A stocks require some considerable time to get sold and there's even no surity that all the stock will fetch some value.
Prabeer
(B. COM (H) CA & CS Final)
(5484 Points)
Replied 18 December 2009
Originally posted by : Prakash Reddy | ||
Why closing stock has to deduct from current assets while caluculatin Quick/liqudity ratio |
That is why Closing Stock is not considered in calculating Quick Ration.
Sonia Verma
(state govt employee)
(347 Points)
Replied 19 December 2009
Originally posted by : Þräßéêr | ||
Originally posted by : Prakash Reddy Why closing stock has to deduct from current assets while caluculatin Quick/liqudity ratio That is why Closing Stock is not considered in calculating Quick Ration. |
CA Anshuman Dhunna
(CA )
(122 Points)
Replied 19 December 2009
closing stock is deducted bcoz of its nature of liquidity as compared to other current assets
kabita periwal
(audit assistant B.Com NCFM(Capital Market Module))
(41 Points)
Replied 19 December 2009
Originally posted by : CA.Tarun Maheshwari | ||
Quick ratio considers the assets which is convertible into cash immediately. Closing stock takes time to sell and convert into money terms. thats why it is not considered into quick ration but considered in current ratio. |
I agree wid Tarun Sir.
CA Bhuvnesh Kumar
(Chartered Accountant)
(69 Points)
Replied 19 December 2009
In computation of Quick Ratio only those current assets are considered which are readily convertible in money say 1 or 2 days.

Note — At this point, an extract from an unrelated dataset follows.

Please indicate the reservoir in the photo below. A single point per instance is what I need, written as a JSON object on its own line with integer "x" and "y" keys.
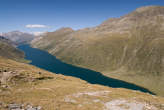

As name suggest this is Quick ratio i.e. only Quick item should be considered.
Closing stock is a item which may take considerable time sometime to convert in money i.e. why closing stock is excluded in computation of Quick Ratio.
Bharat Khurana
(Student)
(153 Points)
Replied 21 December 2009
CA. Akhil Maangal
(Head - Finance & Accouunts)
(131 Points)
Replied 21 December 2009
Quick Ratio= Quick assets/Quick Liabilities
Quick assets means all those assets which can be easily converted into cash. Closing stock cant be converted into Cash immediately. If one can convert the closing stock in cash immediately then why to do business???
Quick liabilities means all current liabilities which may be required to pay off immediately. All current Liabilities may be required to be paid off immediately other than Cash Credit. Because Cash Credit is required to be paid off only after certain period.